Day 22 - Why Do LLMs Hallucinate? The Role of Token Bias
Context:
I used to wonder about the term “hallucinations” in AI:
- How do they happen?
- What causes them?
- Is it just how the model works, or is there a deeper reason?
After reading and reflecting, I discovered two key concepts behind hallucinations:
What I Learned:
- Token Bias:
- Models tend to choose certain words more often than others based on training patterns, not necessarily logic.
- When given a prompt, the model calculates the most likely next word. Sometimes, it picks a word because it’s “used to” it, not because it’s correct.
- Example: Prompt: “5 of the mangoes are smaller out of 10 mangoes” The word “smaller” might make the model think of “subtract” or “minus,” even if that’s not intended.
- Hallucination:
- The visible mistake in the output — when the model gives a wrong answer.
Key Insight:
Statistical Pattern Matching → Token Bias → Hallucinations
Hallucinations are not random; they stem from how models learn and predict.

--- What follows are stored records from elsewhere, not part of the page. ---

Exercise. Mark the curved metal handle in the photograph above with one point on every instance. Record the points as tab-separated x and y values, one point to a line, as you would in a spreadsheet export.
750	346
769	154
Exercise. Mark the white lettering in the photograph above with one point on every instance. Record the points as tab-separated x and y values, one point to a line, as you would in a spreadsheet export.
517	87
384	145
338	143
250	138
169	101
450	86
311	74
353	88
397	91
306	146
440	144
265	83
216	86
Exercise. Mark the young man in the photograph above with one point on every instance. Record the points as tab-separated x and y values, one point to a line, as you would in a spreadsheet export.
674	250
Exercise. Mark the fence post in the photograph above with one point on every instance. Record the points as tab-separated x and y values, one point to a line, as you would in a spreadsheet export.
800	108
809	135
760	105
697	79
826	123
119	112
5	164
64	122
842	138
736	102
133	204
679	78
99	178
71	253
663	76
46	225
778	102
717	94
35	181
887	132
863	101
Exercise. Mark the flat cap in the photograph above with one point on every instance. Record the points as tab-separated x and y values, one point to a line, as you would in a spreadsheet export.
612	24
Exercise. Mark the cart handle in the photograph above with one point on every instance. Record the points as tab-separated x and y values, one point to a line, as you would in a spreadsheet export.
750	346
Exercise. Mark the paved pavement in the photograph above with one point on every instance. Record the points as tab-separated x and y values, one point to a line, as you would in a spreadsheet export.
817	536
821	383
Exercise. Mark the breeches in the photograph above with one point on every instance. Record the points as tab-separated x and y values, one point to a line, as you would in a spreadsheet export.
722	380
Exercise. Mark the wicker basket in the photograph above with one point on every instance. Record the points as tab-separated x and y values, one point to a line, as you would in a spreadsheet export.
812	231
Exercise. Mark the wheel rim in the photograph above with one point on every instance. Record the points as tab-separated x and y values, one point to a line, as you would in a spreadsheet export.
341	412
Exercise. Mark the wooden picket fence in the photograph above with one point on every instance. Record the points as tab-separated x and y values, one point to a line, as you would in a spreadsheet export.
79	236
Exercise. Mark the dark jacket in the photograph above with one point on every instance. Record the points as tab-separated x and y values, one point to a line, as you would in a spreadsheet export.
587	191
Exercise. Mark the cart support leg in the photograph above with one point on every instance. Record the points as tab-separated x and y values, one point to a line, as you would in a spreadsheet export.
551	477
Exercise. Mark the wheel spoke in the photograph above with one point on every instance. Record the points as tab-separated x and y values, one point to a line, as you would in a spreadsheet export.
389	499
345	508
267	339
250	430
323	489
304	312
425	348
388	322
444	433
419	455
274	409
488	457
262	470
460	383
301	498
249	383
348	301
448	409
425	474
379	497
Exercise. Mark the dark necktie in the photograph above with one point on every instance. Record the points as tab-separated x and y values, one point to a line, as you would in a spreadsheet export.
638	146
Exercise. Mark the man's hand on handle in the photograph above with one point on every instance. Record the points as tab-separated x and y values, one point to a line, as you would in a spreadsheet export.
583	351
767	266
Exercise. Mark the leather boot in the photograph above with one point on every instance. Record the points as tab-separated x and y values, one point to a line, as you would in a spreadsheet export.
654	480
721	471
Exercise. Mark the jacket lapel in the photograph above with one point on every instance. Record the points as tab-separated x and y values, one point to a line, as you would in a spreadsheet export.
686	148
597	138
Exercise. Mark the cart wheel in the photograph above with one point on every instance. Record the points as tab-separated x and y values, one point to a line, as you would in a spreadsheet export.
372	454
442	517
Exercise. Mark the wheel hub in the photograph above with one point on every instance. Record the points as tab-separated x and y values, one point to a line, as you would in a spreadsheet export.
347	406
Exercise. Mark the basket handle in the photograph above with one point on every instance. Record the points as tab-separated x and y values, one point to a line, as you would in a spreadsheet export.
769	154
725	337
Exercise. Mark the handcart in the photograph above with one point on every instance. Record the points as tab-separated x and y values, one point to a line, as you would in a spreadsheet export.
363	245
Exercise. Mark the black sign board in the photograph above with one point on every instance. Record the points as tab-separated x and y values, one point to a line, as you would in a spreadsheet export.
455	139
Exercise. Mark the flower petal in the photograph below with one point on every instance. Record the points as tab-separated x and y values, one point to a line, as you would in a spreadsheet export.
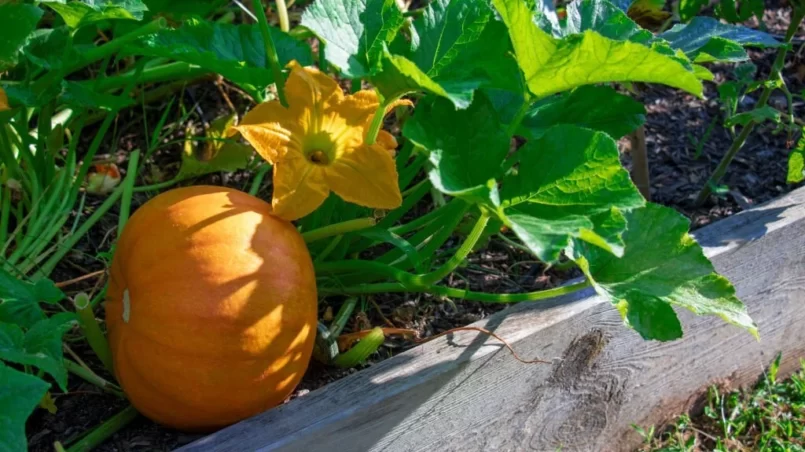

Why It Matters for QA / AI Testing:
- Understanding token bias helps testers design prompts that reduce ambiguity.
- Knowing the root cause of hallucinations aids in validating AI outputs for correctness.
- Essential for testing AI in critical workflows where accuracy matters.
My Takeaway:
Hallucinations aren’t magic errors — they’re a byproduct of statistical learning and probabilistic prediction.